New research from Maryland Smith finance professor Russell Wermers rebuts a critique of another paper he and two co-authors published in 2010 that introduced a new way to evaluate mutual fund performance.
Wermers, chair of Smith’s finance department and director of its Center for Financial Policy, worked with Laurent Barras of McGill University and Oliver Scaillet of the University of Geneva on the original paper and this latest research, published in the Journal of Finance, a leading scholarly journal.
In their original work, the researchers apply a new econometric approach – the False Discovery Rate – to the field of mutual fund performance. They use the approach to estimate the proportions of zero and nonzero alpha funds in the population and form portfolios of funds that differ in their ability to generate future positive alphas.
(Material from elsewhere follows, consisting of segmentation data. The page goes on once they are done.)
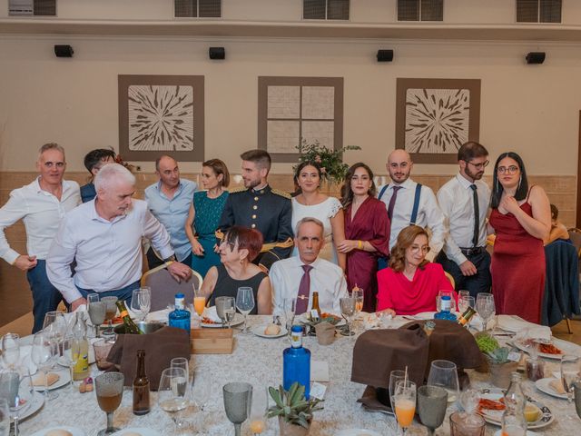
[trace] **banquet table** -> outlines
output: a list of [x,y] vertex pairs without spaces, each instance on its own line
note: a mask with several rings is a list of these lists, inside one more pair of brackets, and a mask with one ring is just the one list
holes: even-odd
[[[249,316],[248,323],[252,326],[271,321],[271,316]],[[390,327],[398,327],[409,321],[396,319]],[[359,329],[361,330],[361,329]],[[196,377],[209,377],[212,380],[212,395],[203,411],[194,405],[190,406],[181,417],[189,426],[181,432],[172,433],[174,425],[170,416],[157,405],[157,394],[152,392],[152,411],[144,416],[135,416],[132,412],[131,388],[125,388],[123,402],[114,413],[114,425],[119,428],[149,428],[160,434],[201,434],[226,435],[233,434],[233,425],[228,421],[224,412],[222,387],[229,382],[247,382],[254,389],[264,389],[267,386],[278,386],[282,379],[282,352],[289,347],[286,337],[266,339],[252,333],[247,335],[235,333],[235,347],[232,354],[195,354],[192,356],[193,364],[197,365]],[[303,345],[311,352],[311,361],[323,361],[329,364],[330,382],[325,393],[324,410],[315,412],[310,436],[334,435],[345,429],[367,429],[382,435],[397,434],[397,424],[392,415],[381,412],[367,411],[357,400],[361,396],[365,386],[350,382],[352,350],[355,343],[353,337],[337,335],[335,342],[327,346],[317,343],[317,338],[303,338]],[[577,347],[581,355],[581,347]],[[547,361],[547,372],[558,371],[556,362]],[[487,374],[469,371],[473,387],[490,387],[487,382]],[[92,365],[92,376],[100,372]],[[565,420],[566,401],[551,397],[537,391],[534,384],[525,382],[527,394],[548,406],[555,421],[547,427],[536,430],[539,434],[566,435],[571,434],[571,424]],[[78,390],[71,391],[64,387],[57,390],[59,397],[44,403],[34,415],[20,424],[21,434],[31,435],[58,425],[68,425],[82,429],[86,436],[94,436],[105,427],[105,413],[99,409],[94,391],[79,393]],[[575,415],[574,406],[571,412]],[[456,410],[456,405],[448,407],[448,414]],[[581,421],[574,421],[581,424]],[[242,427],[242,434],[251,434],[248,421]],[[487,425],[487,435],[492,435],[498,430],[497,426]],[[410,434],[427,434],[426,428],[417,421],[411,428]],[[41,433],[42,434],[42,433]],[[278,422],[269,420],[264,435],[278,435]],[[449,434],[448,415],[438,434]]]

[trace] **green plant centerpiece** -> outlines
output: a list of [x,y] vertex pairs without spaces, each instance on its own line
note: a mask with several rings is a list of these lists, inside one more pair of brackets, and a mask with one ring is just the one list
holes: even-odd
[[[302,431],[297,432],[306,434],[312,421],[313,412],[323,409],[320,402],[324,400],[310,397],[305,398],[305,387],[295,382],[289,391],[282,386],[279,389],[269,387],[269,393],[274,401],[274,405],[269,408],[268,418],[279,418],[281,434],[291,434],[292,429]],[[286,429],[286,430],[285,430]]]
[[[343,153],[348,150],[360,150],[359,145],[347,145],[339,150],[331,150],[324,145],[320,145],[319,141],[308,144],[303,139],[300,145],[296,147],[299,150],[299,164],[303,162],[316,162],[320,165],[323,180],[330,183],[342,183],[349,170],[349,165],[343,164]],[[298,165],[293,167],[296,171]]]

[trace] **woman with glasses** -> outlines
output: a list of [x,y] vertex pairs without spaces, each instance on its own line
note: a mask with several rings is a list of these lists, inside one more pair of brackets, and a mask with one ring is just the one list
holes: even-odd
[[516,153],[497,159],[491,207],[488,233],[497,237],[490,271],[497,314],[538,323],[545,291],[543,241],[551,230],[551,211],[543,188],[528,187],[525,164]]
[[454,291],[439,263],[426,260],[428,232],[419,225],[405,227],[391,249],[389,268],[378,272],[378,312],[415,315],[436,311],[439,291]]
[[250,314],[270,314],[271,281],[251,262],[262,247],[262,235],[254,229],[234,225],[224,235],[218,253],[221,263],[208,270],[202,283],[202,292],[208,306],[215,305],[216,297],[234,297],[238,288],[251,287],[256,304]]

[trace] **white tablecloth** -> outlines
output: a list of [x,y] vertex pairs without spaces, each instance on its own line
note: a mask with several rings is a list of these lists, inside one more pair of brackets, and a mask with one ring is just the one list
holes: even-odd
[[[267,322],[271,317],[251,316],[249,324],[256,325]],[[306,337],[303,345],[311,351],[311,359],[325,361],[329,363],[330,382],[328,383],[323,411],[315,414],[310,436],[334,435],[340,430],[364,428],[373,430],[379,434],[395,433],[393,417],[366,411],[357,399],[360,397],[365,386],[350,381],[351,372],[353,338],[337,336],[337,340],[330,346],[320,346],[315,337]],[[193,355],[192,359],[200,365],[204,376],[212,378],[212,394],[203,412],[195,406],[191,406],[184,413],[183,419],[192,423],[192,427],[180,434],[225,435],[233,434],[233,426],[226,418],[222,402],[222,387],[228,382],[247,382],[255,388],[278,386],[282,379],[282,351],[289,346],[286,338],[263,339],[250,333],[247,336],[235,334],[235,349],[233,354]],[[548,361],[547,361],[548,362]],[[552,365],[558,369],[556,363]],[[93,375],[97,375],[96,368]],[[485,375],[470,372],[470,379],[475,387],[488,387],[485,382]],[[553,398],[536,390],[534,385],[525,383],[527,393],[548,406],[556,416],[556,421],[545,429],[537,430],[541,434],[568,435],[572,434],[570,424],[566,424],[564,414],[566,401]],[[70,425],[83,429],[86,436],[97,434],[105,427],[105,414],[97,404],[95,393],[70,392],[66,388],[58,390],[59,397],[44,404],[43,409],[21,423],[23,435],[30,435],[34,431],[56,425]],[[121,407],[114,414],[114,425],[120,428],[145,427],[158,431],[161,434],[171,434],[173,422],[157,403],[157,395],[152,393],[152,411],[145,416],[135,416],[132,412],[132,391],[125,389]],[[450,412],[455,406],[448,409]],[[574,408],[574,406],[573,406]],[[573,409],[572,413],[575,414]],[[581,421],[576,421],[580,424]],[[278,435],[278,423],[269,421],[265,435]],[[425,428],[414,424],[419,431],[416,434],[424,434]],[[443,426],[443,434],[449,434],[448,417]],[[492,435],[498,427],[488,425],[487,434]],[[442,431],[442,430],[440,430]],[[243,427],[243,434],[250,435],[247,426]]]

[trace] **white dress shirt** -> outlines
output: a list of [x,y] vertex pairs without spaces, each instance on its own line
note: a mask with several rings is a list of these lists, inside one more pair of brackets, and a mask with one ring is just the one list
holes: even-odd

A 2019 paper by other researchers conducts a critical evaluation of the 2010 research, challenging Wermers’ and his co-authors on their simulation analysis based on their choice of parameter values.
The False Discovery Rate has increasingly been used to evaluate mutual fund performance, as well as other areas of finance, because it’s simple and fast, write Wermers, Barras and Scaillet: “Simply put, it amounts to estimating a simple average based on t-statistics. This contrasts with alternative approaches that impose much more structure to improve estimation performance.”
In this paper, Wermers and his co-authors replicate their critics’ results, then explore an issue the critics raise about bias by using different parameter values and updating the sample period.
With these new tweaks, the researchers show the performance of the False Discovery Rate (FDR) improves dramatically, and that the critique misses some important real-world parameters. These results, along with those of the critical research, indicate that using the FDR in finance should be done with careful evaluation of the underlying data-generating process, especially with small samples.
“The results represent good news for the academic community, which typically favors statistical methods that are simple and fast—two major advantages of the FDR approach,” write the researchers.